News & Analysis
InP laser bonded to CMOS chip
R Colin Johnson
9/25/2006 9:00 AM EDT
"Our indium phosphide laser can be used by itself for simple communications tasks, or can serve as the on-chip optical pump for our all-silicon Raman laser," said UCSB professor John Bowers. "Raman lasing is very tunable over a broad range, but our problem in the past was all the cost and fiber associated with an off-chip pump."
The new hybrid InP/silicon laser has a fixed wavelength, making it more scalable than the previous Raman laser, which had a variable wavelength. The InP laser's wavelength is fine-tuned using the already highly refined etching and lithography tools employed for the rest of the CMOS chip. Intel plans to build arrays of such lasers and individually tune each one for a different communications wavelength to realize photonic multiplexers for future optical interconnects.

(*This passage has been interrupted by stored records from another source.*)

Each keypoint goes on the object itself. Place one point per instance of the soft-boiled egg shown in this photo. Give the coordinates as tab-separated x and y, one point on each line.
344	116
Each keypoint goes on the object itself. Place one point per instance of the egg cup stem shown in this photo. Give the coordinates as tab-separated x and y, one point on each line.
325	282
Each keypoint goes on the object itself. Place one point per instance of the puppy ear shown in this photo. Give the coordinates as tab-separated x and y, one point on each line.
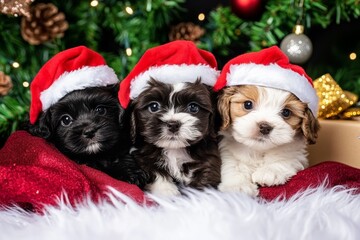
133	127
224	108
310	127
42	128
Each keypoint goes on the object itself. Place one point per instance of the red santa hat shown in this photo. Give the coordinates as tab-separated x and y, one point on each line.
269	67
174	62
73	69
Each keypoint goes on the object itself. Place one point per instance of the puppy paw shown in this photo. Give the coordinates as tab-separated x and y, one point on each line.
247	188
269	177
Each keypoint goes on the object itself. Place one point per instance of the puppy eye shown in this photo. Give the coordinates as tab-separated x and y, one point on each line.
101	110
66	120
286	113
193	108
248	105
154	107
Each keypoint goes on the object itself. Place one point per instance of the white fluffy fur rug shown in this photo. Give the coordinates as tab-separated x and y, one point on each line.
315	214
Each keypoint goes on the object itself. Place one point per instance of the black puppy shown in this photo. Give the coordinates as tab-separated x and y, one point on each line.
90	127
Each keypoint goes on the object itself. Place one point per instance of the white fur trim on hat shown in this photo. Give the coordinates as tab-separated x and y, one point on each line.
171	74
274	76
75	80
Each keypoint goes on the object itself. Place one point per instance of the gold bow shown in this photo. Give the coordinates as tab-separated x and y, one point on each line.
333	101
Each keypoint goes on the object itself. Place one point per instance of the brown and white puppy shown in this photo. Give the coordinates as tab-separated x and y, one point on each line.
174	136
264	133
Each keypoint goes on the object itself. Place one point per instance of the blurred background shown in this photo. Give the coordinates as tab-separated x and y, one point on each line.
321	36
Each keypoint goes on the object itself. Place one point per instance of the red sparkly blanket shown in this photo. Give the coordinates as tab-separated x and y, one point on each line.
34	173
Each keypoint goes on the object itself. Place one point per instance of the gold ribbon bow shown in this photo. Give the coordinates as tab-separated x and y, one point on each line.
333	101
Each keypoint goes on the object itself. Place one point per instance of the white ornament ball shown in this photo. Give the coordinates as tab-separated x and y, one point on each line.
297	47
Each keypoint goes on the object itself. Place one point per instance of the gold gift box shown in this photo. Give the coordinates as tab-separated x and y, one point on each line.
339	141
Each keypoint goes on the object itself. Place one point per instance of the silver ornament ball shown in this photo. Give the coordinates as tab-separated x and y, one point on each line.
297	47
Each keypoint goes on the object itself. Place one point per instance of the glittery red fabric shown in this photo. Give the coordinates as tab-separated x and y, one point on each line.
33	173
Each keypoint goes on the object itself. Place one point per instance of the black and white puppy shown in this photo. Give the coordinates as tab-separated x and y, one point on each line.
174	136
90	127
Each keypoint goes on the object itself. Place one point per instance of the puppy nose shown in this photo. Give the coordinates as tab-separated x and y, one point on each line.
265	128
89	132
173	126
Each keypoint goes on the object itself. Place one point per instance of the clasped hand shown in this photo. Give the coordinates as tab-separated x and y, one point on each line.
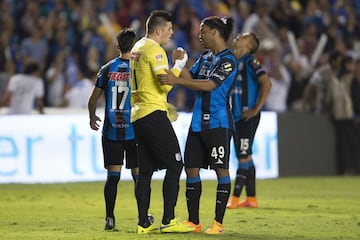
167	79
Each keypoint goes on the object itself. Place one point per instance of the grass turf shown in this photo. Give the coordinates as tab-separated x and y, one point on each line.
289	208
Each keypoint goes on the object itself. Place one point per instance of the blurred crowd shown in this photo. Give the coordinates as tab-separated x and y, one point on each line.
71	39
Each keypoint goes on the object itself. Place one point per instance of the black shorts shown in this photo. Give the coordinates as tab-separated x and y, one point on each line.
244	136
158	145
210	148
113	152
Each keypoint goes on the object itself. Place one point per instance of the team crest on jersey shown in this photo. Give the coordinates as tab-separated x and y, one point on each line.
255	63
158	57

To combine indium phosphide and silicon, Intel first etched the waveguide on a silicon wafer, then separately fabricated the InP laser on another wafer. The indium phosphide wafer was then flipped and attached to the silicon wafer with a glass-glue plasma process--a technique pioneered to bond gallium arsenide lasers to gallium nitride wafers.
Next, Intel plans to improve the performance of its indium phosphide laser by shrinking the device to lower its threshold from the 65 milliamps required today to initiate lasing. The team also wants to move to an integrated waveguide with less diffraction to achieve higher efficiency.
"When we start shrinking the device, that will lower its threshold and improve its other performance characteristics. Once we have the threshold down and an integrated cavity, then we will move to putting the laser alongside modulators and other optical components on a photonic chip," said Paniccia.
Bowers and Paniccia will present their photonics strategy for combining indium phosphide lasers with CMOS chip processing at the Frontiers in Optics conference, slated for Oct. 8-12 in Rochester, N.Y.